I've a good mind to jump overboard, and try to swim ashore and tow the carryall."

"Don't you DO it! My land! if YOU should drown what would become of ME?"

It was the tone of this speech, as much as the words, that hit the Captain hard. He himself almost sobbed as he said:

"Pashy, I want you to try to git over on this front seat with me. Then I can put my coat 'round you, and you won't be so cold. Take hold of my hand."

Miss Patience at first protested that she never could do it in the world, the carriage would upset, and that would be the end. But her companion urged her to try, and at last she did so. It was a risky proceeding, but she reached the front seat somehow, and the carryall still remained right-side-up. Luckily, in the channel between the beaches there was not the slightest semblance of a wave.

Captain Perez pulled off his coat, and wrapped it about his protesting companion. He was obliged to hold it in place, and he found the task rather pleasing.

"Oh, you're SO good!" murmured Miss Patience. "What should I have done without you?"

"Hush! Guess you'd have been better off. You'd never gone after that fox if it hadn't been for me, and there wouldn't have been none of this fuss."

"Oh, don't say that! You've been so brave. Anyhow, we'll die together, that's a comfort."

"Pashy," said Captain Perez solemnly, "it's mighty good to hear you say that."

It is, perhaps, needless to explain that the "dying" portion of the lady's speech was not that referred to by the Captain; the word "together" was what appealed to him. Miss Patience apparently understood.

"Is it?" she said softly.

"Yes--yes, 'tis." The arm holding the coat about the lady's shoulder tightened just a little. The Captain had often dreamed of something like this, but never with quite these surroundings. However, he was rapidly becoming oblivious to such trivial details as surroundings.

"Pashy," he said huskily, "I've been thinkin' of you consider'ble lately.

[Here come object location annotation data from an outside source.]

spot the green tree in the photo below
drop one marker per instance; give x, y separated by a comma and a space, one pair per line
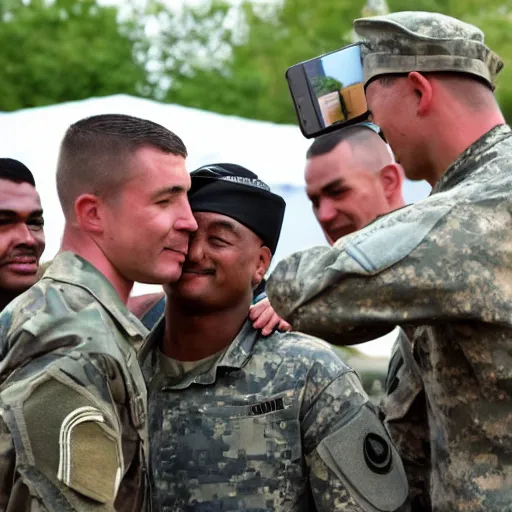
63, 50
232, 59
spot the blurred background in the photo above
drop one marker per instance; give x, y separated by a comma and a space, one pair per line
212, 71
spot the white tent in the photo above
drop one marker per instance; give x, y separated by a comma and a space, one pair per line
274, 152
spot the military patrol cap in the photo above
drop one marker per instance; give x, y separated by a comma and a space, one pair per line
408, 41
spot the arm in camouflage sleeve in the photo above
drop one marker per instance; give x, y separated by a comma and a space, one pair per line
66, 453
337, 427
416, 265
14, 493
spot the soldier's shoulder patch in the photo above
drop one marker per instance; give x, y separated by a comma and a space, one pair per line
74, 440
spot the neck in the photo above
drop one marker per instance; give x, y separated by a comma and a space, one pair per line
6, 297
193, 336
86, 248
397, 202
463, 130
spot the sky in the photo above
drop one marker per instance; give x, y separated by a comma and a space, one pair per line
344, 65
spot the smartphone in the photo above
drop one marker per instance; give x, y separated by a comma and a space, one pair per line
328, 91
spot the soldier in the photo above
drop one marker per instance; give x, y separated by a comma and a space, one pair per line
442, 265
72, 395
351, 179
21, 230
239, 421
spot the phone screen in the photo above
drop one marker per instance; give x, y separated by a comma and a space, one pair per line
328, 91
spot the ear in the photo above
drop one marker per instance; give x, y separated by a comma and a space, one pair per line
423, 90
264, 259
88, 213
391, 177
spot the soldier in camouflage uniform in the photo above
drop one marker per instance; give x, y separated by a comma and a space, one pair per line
239, 421
21, 230
72, 396
442, 266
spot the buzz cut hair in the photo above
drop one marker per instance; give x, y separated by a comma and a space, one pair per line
95, 154
365, 145
15, 171
352, 134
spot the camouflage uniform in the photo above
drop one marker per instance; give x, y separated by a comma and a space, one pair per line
404, 410
444, 265
263, 428
72, 396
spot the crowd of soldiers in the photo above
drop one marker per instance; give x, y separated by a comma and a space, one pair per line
213, 396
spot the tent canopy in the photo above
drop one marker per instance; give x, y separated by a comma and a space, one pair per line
275, 152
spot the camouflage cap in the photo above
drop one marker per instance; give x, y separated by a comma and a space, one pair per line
424, 41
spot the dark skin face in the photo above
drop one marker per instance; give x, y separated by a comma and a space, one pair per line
21, 238
224, 262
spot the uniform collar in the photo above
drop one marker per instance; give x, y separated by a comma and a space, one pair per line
70, 268
464, 165
234, 358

Fact is, I--I--well, I come down to-day a-purpose to ask you somethin'. I know it's a queer place to ask it, and--and I s'pose it's kind of sudden, but--will--will you--Breakers! by mighty!"

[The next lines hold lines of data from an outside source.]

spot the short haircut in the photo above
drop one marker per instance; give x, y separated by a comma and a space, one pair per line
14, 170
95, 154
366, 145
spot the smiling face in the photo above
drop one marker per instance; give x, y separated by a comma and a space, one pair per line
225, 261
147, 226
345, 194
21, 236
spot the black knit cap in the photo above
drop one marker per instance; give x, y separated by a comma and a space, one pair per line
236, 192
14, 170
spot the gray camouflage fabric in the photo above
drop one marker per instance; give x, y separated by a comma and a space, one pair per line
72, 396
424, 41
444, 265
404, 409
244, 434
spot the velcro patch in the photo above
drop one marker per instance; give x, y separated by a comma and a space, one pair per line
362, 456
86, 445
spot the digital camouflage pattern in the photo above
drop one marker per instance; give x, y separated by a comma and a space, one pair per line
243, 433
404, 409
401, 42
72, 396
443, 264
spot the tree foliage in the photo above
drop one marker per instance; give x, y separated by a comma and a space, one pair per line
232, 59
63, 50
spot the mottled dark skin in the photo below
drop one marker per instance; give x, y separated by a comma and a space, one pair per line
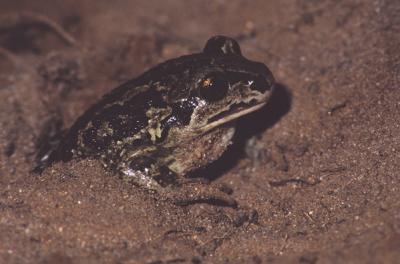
173, 119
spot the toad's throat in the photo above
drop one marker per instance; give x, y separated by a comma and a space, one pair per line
234, 112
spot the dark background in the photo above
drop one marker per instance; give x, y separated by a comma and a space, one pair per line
320, 176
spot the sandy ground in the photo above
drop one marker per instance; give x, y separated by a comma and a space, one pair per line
319, 175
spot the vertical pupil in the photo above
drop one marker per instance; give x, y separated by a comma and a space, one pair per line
260, 84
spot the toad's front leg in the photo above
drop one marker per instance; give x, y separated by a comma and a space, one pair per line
181, 191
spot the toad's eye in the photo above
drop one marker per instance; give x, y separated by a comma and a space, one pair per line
259, 84
214, 88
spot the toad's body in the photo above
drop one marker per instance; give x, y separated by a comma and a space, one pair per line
174, 118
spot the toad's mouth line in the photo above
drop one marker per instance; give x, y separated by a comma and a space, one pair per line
234, 112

The carryall had suddenly begun to rock, and there were streaks of foam about it. Now, it gave a most alarming heave, grounded, swung clear, and tipped yet more.

"We're capsizin'," yelled Perez. "Hang on to me, Pashy!"

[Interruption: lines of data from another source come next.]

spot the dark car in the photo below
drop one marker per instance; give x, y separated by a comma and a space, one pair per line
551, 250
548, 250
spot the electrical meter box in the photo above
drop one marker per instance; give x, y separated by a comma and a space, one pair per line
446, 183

But Miss Patience didn't intend to let this, perhaps the final opportunity, slip. As she told her brother afterward, she would have made him say it then if they had been "two fathom under water."

"Will I what, Perez?" she demanded.

The carryall rose on two wheels and begun to turn over, but the Captain did not notice it. The arms of his heart's desire were about his neck, and he was looking into her eyes.

"Will you marry me?" he gasped.

"Yes," answered Miss Patience, and they went under together.

The Captain staggered to his feet, and dragged his chosen bride to hers.

The ice-cold water reached their shoulders. And, like a flash, as they stood there, came a torrent of rain and a wind that drove the fog before it like smoke. Captain Perez saw the shore, with its silhouetted bushes, only a few yards away. Beyond that, in the blackness, was a light, a flickering blaze, that rose and fell and rose and fell again.

The Captain dragged Miss Patience to the beach.